Email is the most common communication method fraudsters use to trick people out of information or money. They also use texting, however. So be suspicious of any unexpected links in texts you receive on your smartphone.
In addition to exploiting message receivers’ emotions by putting urgency into their messages, scammers often try to be topical. For example, you might receive a text stating that someone you have been in contact with has tested positive for COVID-19. Self-isolate, the message says, and click the enclosed link for more information.
Don’t click the link. Be safe. Ignore the message, block the sender, and seek independent confirmation of the information from health authorities.
Smishing, or phishing via text (SMS) messages, and other fraud risks that small businesses and business people in the region commonly face were among the topics experts discussed Oct. 22 in a virtual cybersecurity workshop presented by the Better Business Bureau Nebraska, South Dakota, Kansas Plains & SW Iowa. The focus of the program was “Protecting Your Business and Employees from Cyber Threats in Our New Normal.”
The featured speakers included Dr. Ashley Podhradsky, associate dean at the Beacom College of Computer and Cyber Sciences at Dakota State University in Madison. She provided the warning about the fake texts with a COVID-19 theme.
She and other speakers said small businesses are particularly vulnerable to scam attacks because they might not have all the protections of larger businesses. But small businesses are vulnerable, partly because they consider themselves less likely targets than bigger businesses.
Podhradsky cited several other popular subjects that hackers use in phishing attacks. They include alerts about:
- account verification
- cloud-sharing files
- electronic signing service
- delivery notifications.
“We know not to click, but sometimes we do,” Podhrasky said.
Clicking on fraudulent links can lead to a variety of problems, including the theft and misuse of sensitive information.
Eric Rodriguez, who has 36 years of experience in fraud-prevention work, said that because of the pandemic, there has been a shift in the way a lot of business transactions are made. A lot of payments are made with a credit card, either online or by phone, noted Rodriguez, who is also president of the Heartland Chapter of the Association of Certified Fraud Examiners, which has members from South Dakota, Iowa and Nebraska.
He suggests that restaurants and other small businesses take steps to protect themselves from remote transactions that might be fraudulent. For one, they should make use of Address Verification Service, or AVS, which is a tool that credit card processors and banks provide. The service checks to make sure the billing address in a credit card transaction is accurate.
Also, Rodriquez said, CVV2 codes should be recorded. A CVV2 code is the three- or four-digit security number printed on the back of credit cards and debit cards. Having a record of the number can help merchants in transactions that might be disputed later.
Paycheck Protection Program loans are another recent target for scams.

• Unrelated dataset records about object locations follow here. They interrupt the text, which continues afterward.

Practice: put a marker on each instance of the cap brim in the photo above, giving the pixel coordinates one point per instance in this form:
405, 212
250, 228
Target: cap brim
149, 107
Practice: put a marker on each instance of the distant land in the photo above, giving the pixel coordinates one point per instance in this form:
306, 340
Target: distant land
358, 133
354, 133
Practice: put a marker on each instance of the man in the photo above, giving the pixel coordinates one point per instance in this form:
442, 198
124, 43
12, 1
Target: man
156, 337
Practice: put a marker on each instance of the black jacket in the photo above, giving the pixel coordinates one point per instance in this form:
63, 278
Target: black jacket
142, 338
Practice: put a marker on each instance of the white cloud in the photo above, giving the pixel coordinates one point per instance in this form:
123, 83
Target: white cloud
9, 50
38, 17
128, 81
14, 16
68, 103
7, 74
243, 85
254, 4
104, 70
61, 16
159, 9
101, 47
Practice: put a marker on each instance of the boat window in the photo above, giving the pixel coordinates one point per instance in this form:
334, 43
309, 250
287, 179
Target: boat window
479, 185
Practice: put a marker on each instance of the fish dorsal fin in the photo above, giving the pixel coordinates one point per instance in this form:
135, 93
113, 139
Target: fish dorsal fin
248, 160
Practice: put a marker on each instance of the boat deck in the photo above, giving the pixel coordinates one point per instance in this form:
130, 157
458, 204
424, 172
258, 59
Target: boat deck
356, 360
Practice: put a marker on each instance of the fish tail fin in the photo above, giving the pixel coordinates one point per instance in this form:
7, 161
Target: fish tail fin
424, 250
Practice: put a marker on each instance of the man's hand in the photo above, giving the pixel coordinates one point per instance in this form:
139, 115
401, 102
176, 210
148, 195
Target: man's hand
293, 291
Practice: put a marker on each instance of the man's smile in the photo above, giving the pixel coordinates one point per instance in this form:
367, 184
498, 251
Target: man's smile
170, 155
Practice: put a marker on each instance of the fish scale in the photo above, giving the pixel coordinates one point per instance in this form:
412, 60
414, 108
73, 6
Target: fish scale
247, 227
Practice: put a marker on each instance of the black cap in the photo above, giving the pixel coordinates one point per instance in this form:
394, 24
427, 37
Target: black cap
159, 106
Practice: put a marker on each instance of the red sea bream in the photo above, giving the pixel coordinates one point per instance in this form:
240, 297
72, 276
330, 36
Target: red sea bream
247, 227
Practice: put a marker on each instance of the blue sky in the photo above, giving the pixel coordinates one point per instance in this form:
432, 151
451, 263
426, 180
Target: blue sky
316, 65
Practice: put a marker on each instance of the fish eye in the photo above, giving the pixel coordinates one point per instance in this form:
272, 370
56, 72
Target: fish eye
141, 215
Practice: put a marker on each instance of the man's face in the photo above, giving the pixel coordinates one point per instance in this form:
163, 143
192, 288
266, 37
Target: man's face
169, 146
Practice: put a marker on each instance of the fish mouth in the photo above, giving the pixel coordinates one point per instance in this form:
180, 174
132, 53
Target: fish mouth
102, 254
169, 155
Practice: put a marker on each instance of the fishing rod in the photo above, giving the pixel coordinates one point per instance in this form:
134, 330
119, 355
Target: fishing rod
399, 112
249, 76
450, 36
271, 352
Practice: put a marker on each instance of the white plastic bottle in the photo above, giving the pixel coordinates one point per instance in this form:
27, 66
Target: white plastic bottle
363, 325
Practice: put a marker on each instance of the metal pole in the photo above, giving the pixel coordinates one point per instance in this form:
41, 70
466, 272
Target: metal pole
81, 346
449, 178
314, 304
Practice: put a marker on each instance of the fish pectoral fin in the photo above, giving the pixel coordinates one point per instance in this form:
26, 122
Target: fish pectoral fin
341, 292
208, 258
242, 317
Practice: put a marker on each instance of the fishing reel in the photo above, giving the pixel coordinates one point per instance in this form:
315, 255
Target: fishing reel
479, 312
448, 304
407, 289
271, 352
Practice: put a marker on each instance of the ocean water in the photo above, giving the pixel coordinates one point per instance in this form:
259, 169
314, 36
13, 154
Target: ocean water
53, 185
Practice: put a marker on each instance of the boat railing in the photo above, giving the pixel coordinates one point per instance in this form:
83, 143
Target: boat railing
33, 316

The Small Business Administration loan helps businesses keep their workforce employed during the coronavirus pandemic. However, fraudsters might spoof the SBA logo in an email and ask for payment to expedite a company’s loan application to a bank. Or the scammers might seek detailed payroll information about the company or its employees.

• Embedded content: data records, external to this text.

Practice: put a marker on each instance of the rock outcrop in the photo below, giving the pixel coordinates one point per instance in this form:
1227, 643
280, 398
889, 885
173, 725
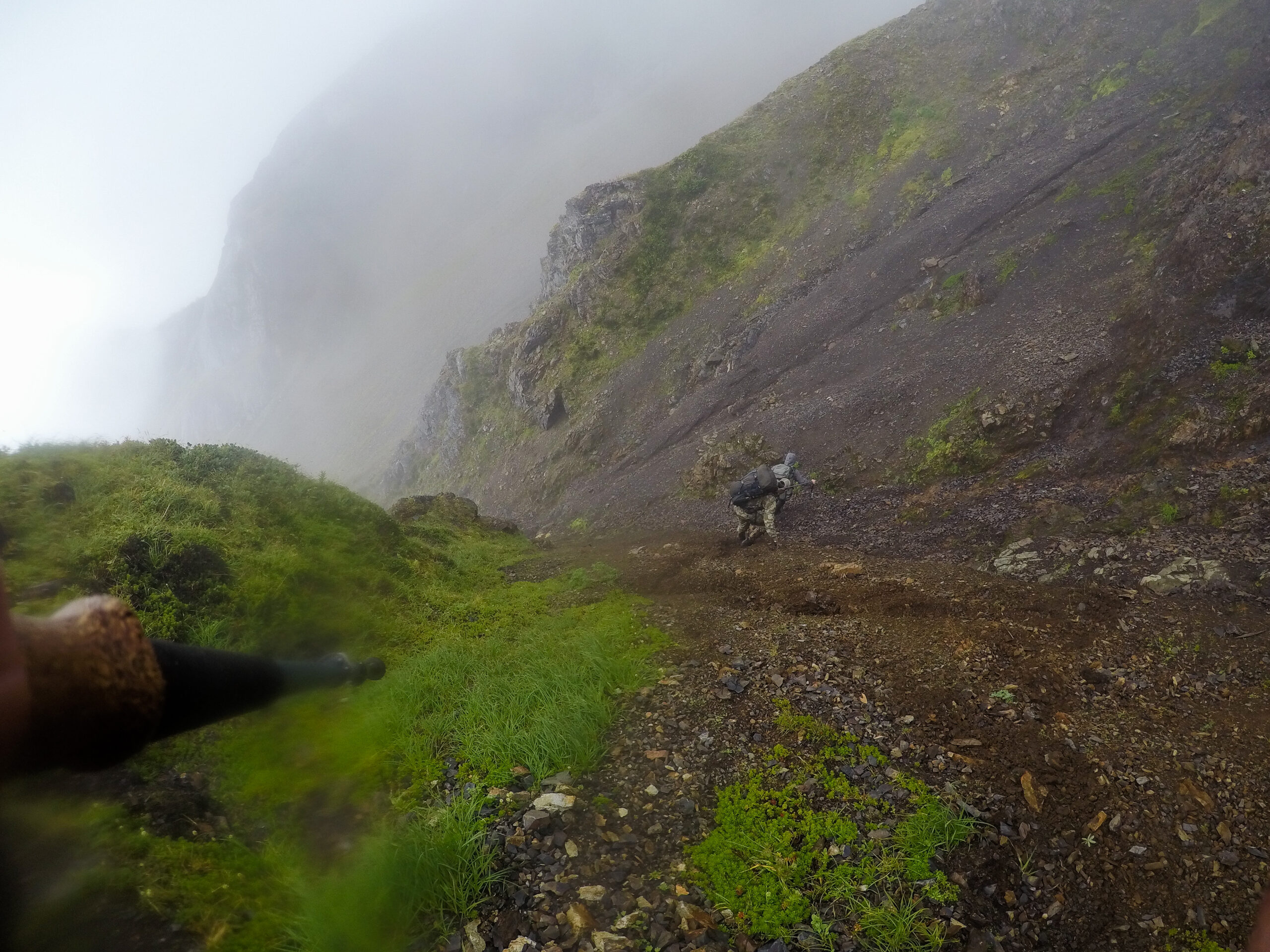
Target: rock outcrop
983, 232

The SBA is a government agency; it does not charge fees to expedite loan applications. Requests for details such as payroll information might seem legitimate, but make sure you’re not giving it to an illegitimate party.

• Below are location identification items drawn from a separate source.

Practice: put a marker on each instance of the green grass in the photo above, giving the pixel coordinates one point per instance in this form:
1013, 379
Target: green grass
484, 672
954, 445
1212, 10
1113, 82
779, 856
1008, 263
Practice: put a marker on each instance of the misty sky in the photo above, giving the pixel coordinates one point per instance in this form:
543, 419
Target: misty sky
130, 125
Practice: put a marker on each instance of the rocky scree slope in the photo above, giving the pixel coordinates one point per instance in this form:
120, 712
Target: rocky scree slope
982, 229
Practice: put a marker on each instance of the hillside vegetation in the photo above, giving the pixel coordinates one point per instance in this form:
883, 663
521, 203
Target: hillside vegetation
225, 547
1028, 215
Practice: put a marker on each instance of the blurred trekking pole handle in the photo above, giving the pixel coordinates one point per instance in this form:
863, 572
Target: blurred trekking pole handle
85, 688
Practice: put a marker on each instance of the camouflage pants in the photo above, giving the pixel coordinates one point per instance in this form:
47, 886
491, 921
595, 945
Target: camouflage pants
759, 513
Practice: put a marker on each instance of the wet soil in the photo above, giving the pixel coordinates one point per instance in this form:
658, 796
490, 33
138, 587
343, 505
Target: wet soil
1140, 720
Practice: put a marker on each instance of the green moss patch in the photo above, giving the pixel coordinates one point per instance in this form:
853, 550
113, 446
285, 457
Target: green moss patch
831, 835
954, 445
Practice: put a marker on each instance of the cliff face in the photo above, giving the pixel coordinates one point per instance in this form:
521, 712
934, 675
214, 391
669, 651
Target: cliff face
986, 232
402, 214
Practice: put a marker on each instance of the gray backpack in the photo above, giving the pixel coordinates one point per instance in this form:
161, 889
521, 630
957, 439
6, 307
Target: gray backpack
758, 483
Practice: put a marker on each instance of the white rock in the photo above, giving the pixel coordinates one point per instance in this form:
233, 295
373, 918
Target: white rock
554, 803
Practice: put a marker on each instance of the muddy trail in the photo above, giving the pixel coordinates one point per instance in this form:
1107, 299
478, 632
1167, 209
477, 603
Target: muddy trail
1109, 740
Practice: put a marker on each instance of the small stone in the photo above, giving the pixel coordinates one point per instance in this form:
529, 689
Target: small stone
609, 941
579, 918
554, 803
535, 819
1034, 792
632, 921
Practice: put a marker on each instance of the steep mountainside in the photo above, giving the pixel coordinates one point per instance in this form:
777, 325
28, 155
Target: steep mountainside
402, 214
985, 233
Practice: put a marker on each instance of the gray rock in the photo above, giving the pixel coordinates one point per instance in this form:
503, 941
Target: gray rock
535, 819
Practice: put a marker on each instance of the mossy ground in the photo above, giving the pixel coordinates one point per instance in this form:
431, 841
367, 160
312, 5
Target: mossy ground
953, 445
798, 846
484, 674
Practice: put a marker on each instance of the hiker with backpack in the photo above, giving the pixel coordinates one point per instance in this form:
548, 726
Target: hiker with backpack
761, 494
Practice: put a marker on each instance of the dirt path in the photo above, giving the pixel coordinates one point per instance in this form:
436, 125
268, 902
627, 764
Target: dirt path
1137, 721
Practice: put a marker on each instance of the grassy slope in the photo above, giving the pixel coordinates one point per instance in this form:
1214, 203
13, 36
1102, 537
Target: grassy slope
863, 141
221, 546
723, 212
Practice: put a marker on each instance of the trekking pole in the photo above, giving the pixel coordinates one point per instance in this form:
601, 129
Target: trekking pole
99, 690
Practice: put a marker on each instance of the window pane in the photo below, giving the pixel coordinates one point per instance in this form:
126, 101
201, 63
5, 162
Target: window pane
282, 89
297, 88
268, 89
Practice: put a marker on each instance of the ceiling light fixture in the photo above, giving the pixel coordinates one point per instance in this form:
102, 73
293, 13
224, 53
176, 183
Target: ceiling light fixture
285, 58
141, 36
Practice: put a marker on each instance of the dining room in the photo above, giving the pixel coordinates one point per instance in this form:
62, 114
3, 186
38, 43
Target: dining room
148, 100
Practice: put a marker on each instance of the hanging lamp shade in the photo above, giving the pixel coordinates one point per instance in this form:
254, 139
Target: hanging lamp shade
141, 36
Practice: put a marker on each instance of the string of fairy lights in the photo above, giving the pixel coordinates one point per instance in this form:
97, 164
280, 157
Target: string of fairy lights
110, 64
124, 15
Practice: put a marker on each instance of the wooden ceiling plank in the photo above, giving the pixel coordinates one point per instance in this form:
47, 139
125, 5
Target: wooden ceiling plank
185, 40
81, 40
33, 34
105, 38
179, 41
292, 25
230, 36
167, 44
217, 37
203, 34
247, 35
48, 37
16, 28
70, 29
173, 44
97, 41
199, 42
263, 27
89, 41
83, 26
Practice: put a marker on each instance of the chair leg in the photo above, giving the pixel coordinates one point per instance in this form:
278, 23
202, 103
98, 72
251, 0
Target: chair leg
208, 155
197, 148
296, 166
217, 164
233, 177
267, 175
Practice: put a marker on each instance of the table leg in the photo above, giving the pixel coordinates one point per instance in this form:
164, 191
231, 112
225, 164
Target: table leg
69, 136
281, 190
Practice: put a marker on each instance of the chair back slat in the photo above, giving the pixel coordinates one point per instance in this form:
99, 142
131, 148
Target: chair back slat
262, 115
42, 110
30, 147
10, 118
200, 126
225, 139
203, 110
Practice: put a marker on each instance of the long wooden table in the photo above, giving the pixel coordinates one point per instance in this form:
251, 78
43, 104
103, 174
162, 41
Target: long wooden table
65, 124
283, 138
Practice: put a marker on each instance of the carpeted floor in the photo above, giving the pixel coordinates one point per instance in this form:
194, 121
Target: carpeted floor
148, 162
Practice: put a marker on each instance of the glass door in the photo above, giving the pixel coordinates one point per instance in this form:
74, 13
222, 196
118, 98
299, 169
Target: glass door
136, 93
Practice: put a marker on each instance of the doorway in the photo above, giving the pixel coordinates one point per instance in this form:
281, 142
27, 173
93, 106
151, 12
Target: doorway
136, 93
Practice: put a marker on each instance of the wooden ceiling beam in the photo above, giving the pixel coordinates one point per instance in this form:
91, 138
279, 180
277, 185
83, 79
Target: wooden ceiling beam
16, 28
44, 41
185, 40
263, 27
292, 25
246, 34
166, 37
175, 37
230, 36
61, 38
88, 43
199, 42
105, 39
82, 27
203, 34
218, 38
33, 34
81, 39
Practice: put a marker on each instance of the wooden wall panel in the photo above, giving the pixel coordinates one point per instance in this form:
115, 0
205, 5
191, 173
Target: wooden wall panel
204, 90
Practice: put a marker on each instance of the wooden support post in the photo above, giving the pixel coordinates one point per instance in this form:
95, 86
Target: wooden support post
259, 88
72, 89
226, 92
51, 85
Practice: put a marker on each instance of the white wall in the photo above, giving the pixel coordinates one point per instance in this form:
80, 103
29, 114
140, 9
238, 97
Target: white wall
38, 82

The other featured speaker in the workshop was Bruce Wray, a lawyer who focuses in the areas of information technology, information security and intellectual property. He works as legal counsel for a financial-services company in Omaha.
Wray quoted data indicating that ransomware is the biggest cyber risk businesses face. Hackers typically distribute ransomware through email. When recipients take an action that downloads the malware, it can become embedded in a network, lock up targeted victims’ online information and leave them vulnerable to ransom demands.
Other top risks:
- data leakage
- hacking by outsiders
- inside threats.
With many corporate employees working from home these days because of the pandemic, providing workplace security has become a widespread challenge for employers.
In addition to making sure employees work from secure devices, employers can take steps such as limiting access to confidential information, Wray said. The need for good, ongoing training is among other precautions are that are important in today’s business environment.